Erwin, her husband Brian and their son Darius, like many other township dwellers, came to Montclair’s Municipal Building looking to take action before next Monday, Jan. 1, when new tax laws championed by President Donald Trump take effect.
Under the changes in the tax code, people who live in states with high local taxes will no longer be able to deduct them from their federal taxes. That’s a double whammy for Montclair, which has some of the highest property taxes in New Jersey, which in turn has some of the highest property taxes in the nation.
Montclair’s situation is even more complex than other municipalities because the township is undergoing a revaluation that will likely change both the tax rate and property assessments for many residents next year.
The changes to the federal tax code will limit to $10,000 the amount of state and local taxes that can be deducted from federal income tax returns. By prepaying 2018 taxes, residents are hoping to be able to deduct them fully. The Erwins live in the South End, have been in town for nine years and pay more than $10,000 annually in property taxes. They were advised to prepay.
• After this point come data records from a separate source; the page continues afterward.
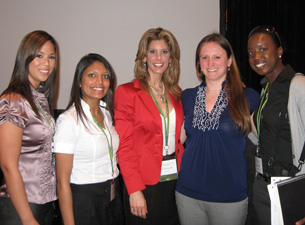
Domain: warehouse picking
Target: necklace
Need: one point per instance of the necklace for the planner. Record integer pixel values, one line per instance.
(162, 95)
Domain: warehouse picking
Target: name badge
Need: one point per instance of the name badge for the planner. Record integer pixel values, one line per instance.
(112, 190)
(259, 165)
(169, 169)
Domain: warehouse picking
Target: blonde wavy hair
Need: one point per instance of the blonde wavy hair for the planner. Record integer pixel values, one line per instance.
(171, 75)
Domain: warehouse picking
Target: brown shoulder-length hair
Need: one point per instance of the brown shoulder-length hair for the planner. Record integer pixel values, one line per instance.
(237, 102)
(19, 83)
(171, 75)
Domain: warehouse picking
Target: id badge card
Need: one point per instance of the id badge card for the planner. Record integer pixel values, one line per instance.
(112, 190)
(169, 169)
(259, 165)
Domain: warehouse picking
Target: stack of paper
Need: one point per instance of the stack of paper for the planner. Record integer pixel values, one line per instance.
(287, 197)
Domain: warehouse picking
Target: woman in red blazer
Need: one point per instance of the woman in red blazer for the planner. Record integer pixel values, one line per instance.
(148, 118)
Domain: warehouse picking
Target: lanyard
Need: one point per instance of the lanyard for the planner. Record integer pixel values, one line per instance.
(53, 128)
(260, 109)
(44, 115)
(110, 146)
(166, 123)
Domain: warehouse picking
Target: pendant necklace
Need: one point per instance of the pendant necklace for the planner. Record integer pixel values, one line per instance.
(162, 95)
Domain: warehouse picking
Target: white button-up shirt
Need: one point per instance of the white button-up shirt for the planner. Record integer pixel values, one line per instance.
(88, 144)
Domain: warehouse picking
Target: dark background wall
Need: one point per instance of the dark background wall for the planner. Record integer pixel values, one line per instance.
(239, 17)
“We did the homework,” Claudia Erwin said. “I talked to my accountant. I talked to my mortgage lender, because I think there’s a lot of confusion as to people are thinking if it [their property-tax money] goes into a escrow account there is nothing you can do.”
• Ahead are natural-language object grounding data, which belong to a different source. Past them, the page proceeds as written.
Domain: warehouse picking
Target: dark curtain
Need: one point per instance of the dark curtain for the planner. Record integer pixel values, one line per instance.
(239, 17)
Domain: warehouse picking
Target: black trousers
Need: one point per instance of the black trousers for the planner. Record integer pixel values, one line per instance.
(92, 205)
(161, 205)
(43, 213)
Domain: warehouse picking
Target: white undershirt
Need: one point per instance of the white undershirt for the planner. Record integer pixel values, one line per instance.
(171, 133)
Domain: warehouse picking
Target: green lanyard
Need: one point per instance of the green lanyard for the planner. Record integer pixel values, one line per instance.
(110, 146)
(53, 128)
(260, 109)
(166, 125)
For the past week Township Tax Collector Lidia Leszczynski said that here department has been inundated with emails, phone calls and visits from residents who want to prepay their taxes at a rate of 50 to 100 a day. The tax overhaul was passed by Congress last week and signed into law by Trump.
“It really started last week, the 18th,” she said. “Chaos started. No other word for it … and it’s just getting crazier.”
In order to keep up with the demand and give residents extra time to take action, Leszczynski’s office will be open for five hours this Saturday, from 10 a.m. to 3 p.m., to accept payments.
So far the township has received “hundreds of thousands of dollars” in 2018 prepayments, according to Leszczynski.
It is a bit of a gamble to prepay the 2018 taxes, since so far there is no guarantee that residents will in fact be able to deduct them from their federal income tax returns, several experts warn. The new legislation passed last week doesn’t address that issue, and it will apparently will be a decision made by the Internal Revenue Service.
Others claim that residents will only be allowed to deduct money they pay for 2018 property taxes that they have received bills for so far, which in Montclair’s case is only the first and second quarter next year.
If they want to, residents can estimate their third and fourth quarter tax bills and prepay what they project their entire 2018 tax bill will be. In August, when the actual 2018 tax rate is determined, billing will be adjusted based on what property owners have prepaid, according to the township.
Leszczynski said that her office has received calls from residents seeking advice about what they should do, and they’re told it depends on an individual’s financial situation.
“We’re not accountants and we’re just in no position [to offer advice],” she said. “We can’t tell them if it’s in their best interest.”
“The new federal tax bill was signed into legislation Dec. 22, leaving little time for property owners to meet the end-of-year deadline if they are considering prepaying 2018 taxes,” said Mayor Robert Jackson in the Tuesday press release announcing that the tax collector’s office would be open Saturday.
“Given the recent influx of queries to the township regarding 2018 property tax prepayment,” the statement continued, “we decided to provide additional time on a Saturday for those residents and business owners who wish to pay their 2018 taxes in advance.”
Because of the pending revaluation – which will give Montclair a new assessment and tax rate – the township has a lot more variables to deal with in terms of local property taxes than other places, Leszczynski said.
And some residents just don’t have the financial wherewithal to prepay their 2018 bills in order to be able to deduct them, Erwin said.
“It puts a strain on a lot of people,” she said. ”Many people know they are gong to have to take a hit on the [tax deductibility] limit because they can’t afford to pay.”